In the event that a student does participate in a conduct proceeding, the conduct officer(s), in the exercise of their discretion, may adjudicate the matter in the absence of such student.

If the conduct officer(s) administering a conduct process receives information that suggests another conduct process would be a more appropriate setting, or receives information that suggests an alleged incident involving a violation of the University’s Harassment and Discrimination Policy, the conduct officer(s) will stop the meeting. The DOCS will:

a. Schedule the appropriate conduct process, or

b. Consult with the University's Title IX Coordinator to initiate the review and resolution procedures listed in the University's Harassment and Discrimination Policy. 

The University reserves the right to make any exceptions to written disciplinary procedures if deemed necessary. 

2. Initial Review

Upon receipt of a complaint against a student, or a report of alleged misconduct, the DOCS may:

a. Refer the complaint for further investigation, and/or

b. Determine that no further action is warranted, or

c. Bring a formal charge under this Student Code of Conduct.

A formal charge is warranted when the DOCS, determines that the circumstances alleged in the complaint are sufficient to create a reasonable belief that a violation has occurred and that conduct action is appropriate.

If the DOCS determines that a formal charge is warranted, the DOCS will notify the student who will be provided the opportunity to respond pursuant to one of the Student Conduct Resolution Processes detailed below. The DOCS will determine in their sole discretion by what process the charge(s) will be resolved.

NOTE: In matters covered under the University’s Harassment and Discrimination Policy, the DOCS will consult with the Title IX Coordinator and the Review and Investigation procedures contained in that policy will supersede this section.

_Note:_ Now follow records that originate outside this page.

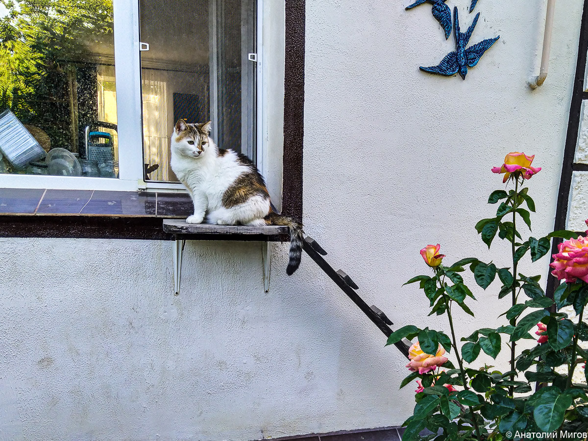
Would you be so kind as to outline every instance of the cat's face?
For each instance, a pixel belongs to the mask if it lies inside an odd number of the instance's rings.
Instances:
[[[199,158],[210,145],[210,134],[211,121],[204,124],[188,124],[180,119],[172,134],[172,149],[184,156]]]

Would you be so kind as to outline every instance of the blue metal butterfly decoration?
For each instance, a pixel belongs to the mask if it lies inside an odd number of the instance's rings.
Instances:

3. Student Conduct Process Descriptions

a. Conduct Review process

b. Conduct Conference process

c. University Conduct Board process

4. Alternative Resolution Process

Following receipt of a complaint or report, the Office of Community Standards may propose resolving allegations against a respondent through an Alternative Resolution Process. Examples of Alternative Resolution Processes include mediation, facilitated dialogue, conflict coaching, and restorative justice. Participation in an Alternative Resolution Processes must be mutually agreed upon and voluntary for all parties and may or may not result in agreement or resolution.

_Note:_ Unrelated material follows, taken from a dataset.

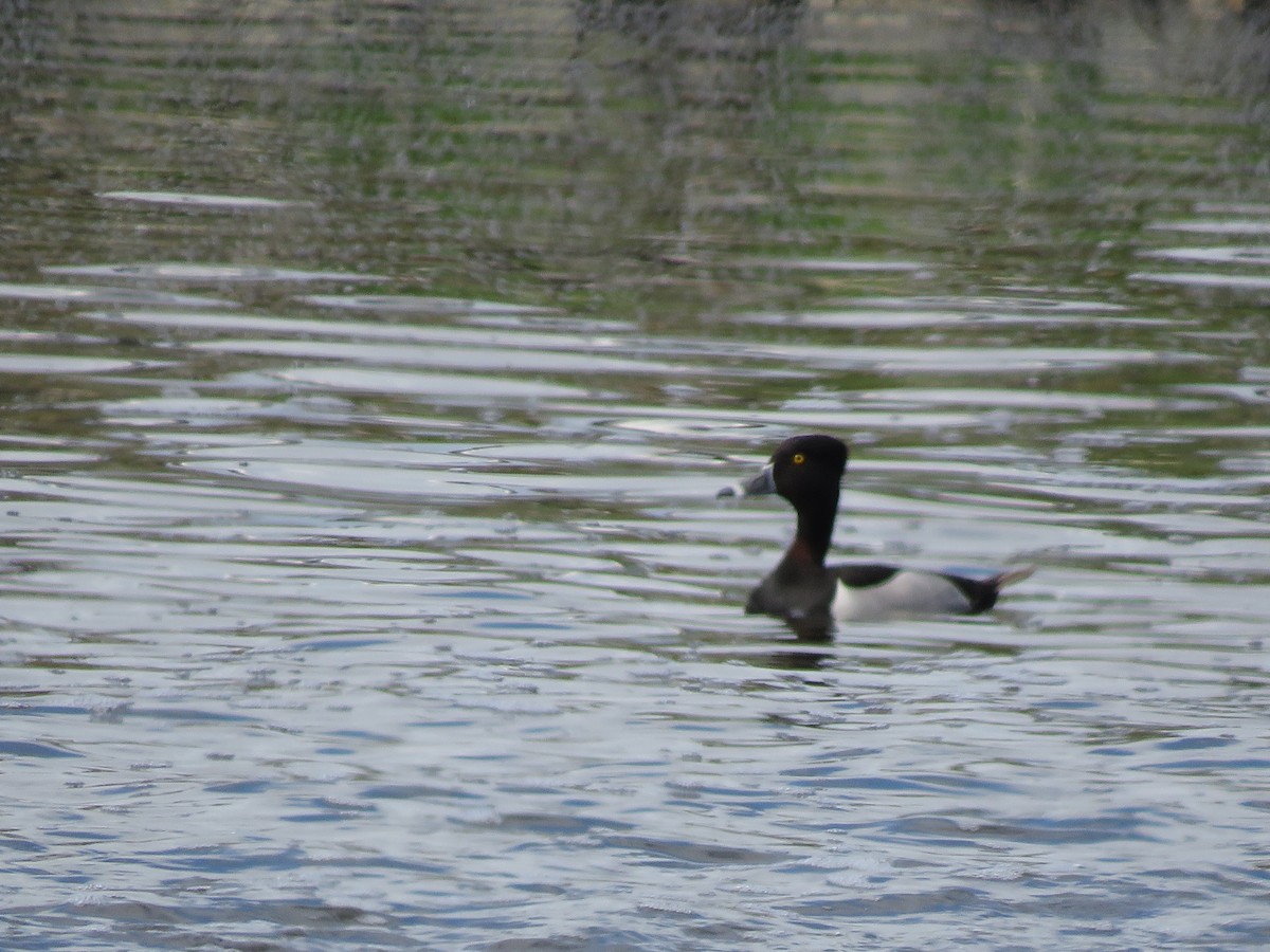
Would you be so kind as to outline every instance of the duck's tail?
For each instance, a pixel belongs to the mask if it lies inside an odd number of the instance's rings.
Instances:
[[[997,572],[992,576],[992,584],[999,590],[1006,585],[1013,585],[1015,583],[1030,578],[1034,571],[1036,571],[1035,565],[1019,565],[1013,569],[1006,569],[1005,571]]]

If resolution is reached through an Alternative Resolution Process, the situation is considered resolved. Agreements are binding and not subject to appeal. Failure to abide by the agreement may result in disciplinary action.

If resolution is not achieved, allegations against the respondent will be resolved through one of the conduct processes listed in the Student Code of Conduct. 

The nature of some conflicts, including those involving violence or sexual misconduct, are not appropriate or permitted through Alternative Resolution Processes. The use of Alternative Resolution Processes as an appropriate method of resolution is at the discretion of the Office of Community Standards, based on the facts and circumstances of the case.